In South Carolina, the “hand of one, hand of all” doctrine frequently draws children “from family court into adult court, because they have adult co-defendants,” said John Blume, one of Robinson’s lawyers.

University of South Carolina law professor Josh Gupta-Kagan described the state as still relatively tough on crime. “They’re behind the curve on sentencing legislation for kids tried and convicted as adults,” he said. The state continues to automatically transfer some types of felonies to adult court and is not yet in full compliance with the ruling in Miller v. Alabama, as other states are. 
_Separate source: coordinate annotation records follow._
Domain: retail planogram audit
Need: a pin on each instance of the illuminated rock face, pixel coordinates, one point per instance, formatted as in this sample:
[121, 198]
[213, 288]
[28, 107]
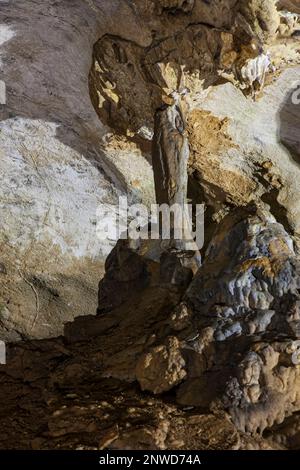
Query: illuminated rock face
[233, 338]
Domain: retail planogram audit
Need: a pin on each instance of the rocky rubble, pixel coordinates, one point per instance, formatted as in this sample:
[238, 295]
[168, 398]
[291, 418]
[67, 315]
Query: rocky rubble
[179, 356]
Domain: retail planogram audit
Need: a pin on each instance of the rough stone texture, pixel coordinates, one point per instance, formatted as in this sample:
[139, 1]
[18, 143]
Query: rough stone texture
[55, 170]
[221, 346]
[59, 161]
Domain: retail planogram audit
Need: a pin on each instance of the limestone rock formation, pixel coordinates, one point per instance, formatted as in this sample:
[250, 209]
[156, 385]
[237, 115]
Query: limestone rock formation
[179, 356]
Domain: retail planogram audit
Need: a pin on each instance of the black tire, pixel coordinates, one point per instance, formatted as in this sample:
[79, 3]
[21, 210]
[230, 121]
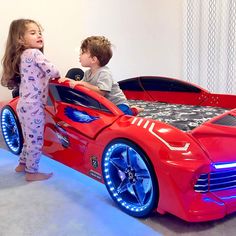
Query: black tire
[11, 130]
[130, 178]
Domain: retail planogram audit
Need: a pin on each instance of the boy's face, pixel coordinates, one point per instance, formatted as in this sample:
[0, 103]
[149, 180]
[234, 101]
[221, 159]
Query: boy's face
[86, 60]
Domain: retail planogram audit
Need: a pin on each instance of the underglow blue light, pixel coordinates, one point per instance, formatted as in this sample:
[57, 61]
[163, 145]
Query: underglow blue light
[225, 165]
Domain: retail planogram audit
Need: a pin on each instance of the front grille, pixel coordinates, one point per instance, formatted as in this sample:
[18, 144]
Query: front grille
[216, 181]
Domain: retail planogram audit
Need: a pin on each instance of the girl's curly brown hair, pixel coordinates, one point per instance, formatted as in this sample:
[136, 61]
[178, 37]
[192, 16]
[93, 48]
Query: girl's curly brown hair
[11, 59]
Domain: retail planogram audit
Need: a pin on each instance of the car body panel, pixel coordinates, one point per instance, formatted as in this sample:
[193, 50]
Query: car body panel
[178, 158]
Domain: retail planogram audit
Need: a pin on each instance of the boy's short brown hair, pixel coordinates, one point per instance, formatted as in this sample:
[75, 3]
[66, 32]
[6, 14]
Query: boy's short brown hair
[98, 46]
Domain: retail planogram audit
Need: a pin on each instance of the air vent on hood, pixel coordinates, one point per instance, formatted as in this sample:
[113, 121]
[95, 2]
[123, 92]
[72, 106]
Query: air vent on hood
[227, 120]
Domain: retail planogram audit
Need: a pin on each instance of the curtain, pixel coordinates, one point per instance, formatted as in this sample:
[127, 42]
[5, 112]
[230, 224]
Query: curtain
[209, 44]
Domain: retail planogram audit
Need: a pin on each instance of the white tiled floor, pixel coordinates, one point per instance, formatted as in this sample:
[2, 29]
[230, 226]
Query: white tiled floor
[72, 204]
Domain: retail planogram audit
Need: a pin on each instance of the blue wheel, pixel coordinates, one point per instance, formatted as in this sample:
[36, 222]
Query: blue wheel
[11, 130]
[129, 178]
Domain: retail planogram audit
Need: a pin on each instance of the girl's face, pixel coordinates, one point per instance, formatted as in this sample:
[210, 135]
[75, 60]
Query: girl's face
[33, 37]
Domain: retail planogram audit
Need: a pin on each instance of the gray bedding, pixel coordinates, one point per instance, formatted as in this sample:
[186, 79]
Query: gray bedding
[184, 117]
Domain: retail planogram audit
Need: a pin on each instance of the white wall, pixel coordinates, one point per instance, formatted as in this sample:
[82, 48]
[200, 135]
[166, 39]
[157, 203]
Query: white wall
[146, 34]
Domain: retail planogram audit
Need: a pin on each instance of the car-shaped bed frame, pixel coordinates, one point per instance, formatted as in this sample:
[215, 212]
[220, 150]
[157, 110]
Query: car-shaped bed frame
[178, 156]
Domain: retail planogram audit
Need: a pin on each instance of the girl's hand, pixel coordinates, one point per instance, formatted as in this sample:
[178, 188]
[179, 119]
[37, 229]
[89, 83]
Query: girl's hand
[73, 83]
[61, 80]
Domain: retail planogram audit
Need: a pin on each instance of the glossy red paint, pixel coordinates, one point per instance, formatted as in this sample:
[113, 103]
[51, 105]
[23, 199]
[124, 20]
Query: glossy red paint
[178, 158]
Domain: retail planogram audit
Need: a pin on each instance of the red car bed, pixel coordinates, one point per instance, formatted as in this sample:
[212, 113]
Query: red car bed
[178, 156]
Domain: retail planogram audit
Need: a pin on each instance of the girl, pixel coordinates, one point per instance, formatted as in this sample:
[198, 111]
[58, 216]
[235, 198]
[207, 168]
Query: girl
[24, 65]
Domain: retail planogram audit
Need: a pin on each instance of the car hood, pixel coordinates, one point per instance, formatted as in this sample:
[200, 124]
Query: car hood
[218, 137]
However, “things are generally moving in the right direction,” noted Gupta-Kagan. In the 2014 case Aiken v. Byars, the state Supreme Court ruled that 15 people sentenced to life without parole as children were entitled to resentencing under Miller, and in 2019, the state raised the age at which someone must be tried in adult court to 18 from 17. Last year, lawmakers in the state proposed the South Carolina Juvenile Justice Reform Act which would, among other reforms, allow judges to impose sentences less than the mandatory minimum for children convicted of murder.

A few other states have begun to chip away at accomplice liability. Three states—Hawaii, Kentucky, and Michigan—have abandoned the felony murder rule. Illinois has limited the automatic transfer to adult court of children by ending the transfer of children under 15 and only moving 16- and 17-year-olds in the case of serious crimes. In September 2018, California enacted Senate Bill 1437, which requires prosecutors prove intent in order to charge someone with felony murder. The state also passed a series of laws starting in 2014 that eased parole guidelines and mandated resentencing for incarcerated people who committed crimes as children. 
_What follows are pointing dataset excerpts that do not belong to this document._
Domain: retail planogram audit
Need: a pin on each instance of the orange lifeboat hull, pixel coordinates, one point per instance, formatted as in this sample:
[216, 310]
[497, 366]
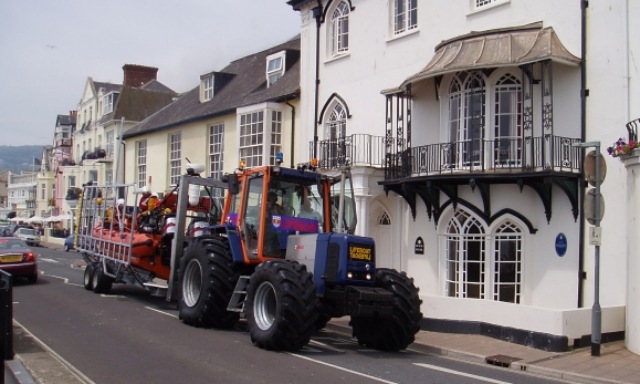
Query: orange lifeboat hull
[138, 248]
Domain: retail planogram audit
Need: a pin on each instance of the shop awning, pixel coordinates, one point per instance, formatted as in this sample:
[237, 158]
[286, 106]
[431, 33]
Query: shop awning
[496, 48]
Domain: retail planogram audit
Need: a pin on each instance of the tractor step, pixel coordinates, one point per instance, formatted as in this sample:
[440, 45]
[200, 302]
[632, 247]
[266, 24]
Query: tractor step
[236, 304]
[156, 289]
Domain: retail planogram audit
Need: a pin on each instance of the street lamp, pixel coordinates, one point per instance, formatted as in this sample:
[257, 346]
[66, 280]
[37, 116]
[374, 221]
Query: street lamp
[595, 177]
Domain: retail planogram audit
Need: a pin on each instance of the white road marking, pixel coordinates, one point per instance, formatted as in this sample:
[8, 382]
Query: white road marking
[48, 260]
[344, 369]
[458, 373]
[162, 312]
[64, 279]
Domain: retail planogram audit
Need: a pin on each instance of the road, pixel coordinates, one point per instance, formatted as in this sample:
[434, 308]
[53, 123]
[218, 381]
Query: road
[132, 337]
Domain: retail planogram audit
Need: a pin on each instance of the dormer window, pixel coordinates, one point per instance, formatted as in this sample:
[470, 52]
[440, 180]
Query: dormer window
[275, 67]
[108, 102]
[206, 87]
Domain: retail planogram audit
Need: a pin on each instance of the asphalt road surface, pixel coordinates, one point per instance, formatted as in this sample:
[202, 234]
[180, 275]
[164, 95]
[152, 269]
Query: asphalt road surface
[132, 337]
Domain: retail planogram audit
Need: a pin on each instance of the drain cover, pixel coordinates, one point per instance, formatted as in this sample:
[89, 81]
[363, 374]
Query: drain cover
[501, 360]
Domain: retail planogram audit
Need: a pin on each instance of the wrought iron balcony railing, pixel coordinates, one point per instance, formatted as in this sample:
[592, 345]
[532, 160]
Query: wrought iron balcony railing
[359, 149]
[503, 155]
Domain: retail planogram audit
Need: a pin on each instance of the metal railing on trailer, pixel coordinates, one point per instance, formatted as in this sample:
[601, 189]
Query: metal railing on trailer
[99, 208]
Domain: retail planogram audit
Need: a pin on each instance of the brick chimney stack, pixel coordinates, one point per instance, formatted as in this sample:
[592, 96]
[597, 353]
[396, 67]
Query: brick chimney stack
[138, 75]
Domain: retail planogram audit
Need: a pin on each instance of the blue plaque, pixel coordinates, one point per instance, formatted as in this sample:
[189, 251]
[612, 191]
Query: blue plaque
[561, 244]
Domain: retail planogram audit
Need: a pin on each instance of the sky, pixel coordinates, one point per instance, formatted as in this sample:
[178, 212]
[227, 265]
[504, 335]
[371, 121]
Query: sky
[48, 49]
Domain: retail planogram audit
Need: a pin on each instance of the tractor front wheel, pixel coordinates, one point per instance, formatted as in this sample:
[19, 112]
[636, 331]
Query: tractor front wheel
[207, 278]
[101, 282]
[396, 332]
[281, 306]
[88, 276]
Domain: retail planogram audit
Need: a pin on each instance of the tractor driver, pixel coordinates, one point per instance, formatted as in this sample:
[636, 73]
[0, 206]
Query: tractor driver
[273, 208]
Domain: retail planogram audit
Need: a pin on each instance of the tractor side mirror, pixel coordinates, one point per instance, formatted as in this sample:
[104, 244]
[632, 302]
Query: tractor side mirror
[234, 184]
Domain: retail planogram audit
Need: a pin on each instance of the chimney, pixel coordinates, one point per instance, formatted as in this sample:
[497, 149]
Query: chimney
[138, 75]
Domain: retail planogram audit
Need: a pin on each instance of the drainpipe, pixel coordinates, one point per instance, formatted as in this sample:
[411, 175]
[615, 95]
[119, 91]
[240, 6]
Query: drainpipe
[293, 132]
[584, 93]
[317, 14]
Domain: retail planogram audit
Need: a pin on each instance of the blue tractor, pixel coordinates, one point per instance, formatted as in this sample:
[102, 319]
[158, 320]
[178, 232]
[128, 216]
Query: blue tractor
[280, 249]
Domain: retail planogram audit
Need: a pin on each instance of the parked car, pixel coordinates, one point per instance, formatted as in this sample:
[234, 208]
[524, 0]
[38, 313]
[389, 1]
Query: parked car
[18, 259]
[30, 236]
[5, 231]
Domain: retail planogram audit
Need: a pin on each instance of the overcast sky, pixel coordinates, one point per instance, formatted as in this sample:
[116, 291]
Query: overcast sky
[48, 49]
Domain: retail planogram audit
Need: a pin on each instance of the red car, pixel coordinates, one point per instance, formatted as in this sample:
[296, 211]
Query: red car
[17, 259]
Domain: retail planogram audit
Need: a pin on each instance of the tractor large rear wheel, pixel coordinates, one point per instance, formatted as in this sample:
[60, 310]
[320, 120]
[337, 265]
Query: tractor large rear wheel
[396, 332]
[207, 278]
[281, 305]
One beneficiary of the resentencing guidelines is Philip Melendez, a community organizer in California who was incarcerated at age 19. He served 20 years in prison before he was resentenced and released in 2017. 

“At 19, I did not feel like I was part of the community.” Melendez told The Appeal. “I had a lot of trauma I had to work through.” Parole, he said, “gave me a second chance at life. A second chance to take a different path.”


During Robinson’s stay in a juvenile justice facility, he completed his GED—the first in his family to do so. Multiple guards testified to his good conduct at his sentencing, something almost unheard of in South Carolina, Blume told The Appeal.

Still, during sentencing, the judge faulted Robinson for getting in the car. Blume said that the worst aspect of the judge’s logic was that it essentially punished Robinson for being a kid. 

Even if Robinson is resentenced, great damage has already been done, his lawyers noted. If he had been tried in family court, he likely would have been out of prison at 21. 

The problem with accomplice liability for children, critics say, is that it contradicts what science tells us about the adolescent brain, ignoring its capacity for change. 

“We have forsaken the notice of second chances,” Levick said, “and certainly for kids, that is unacceptable.”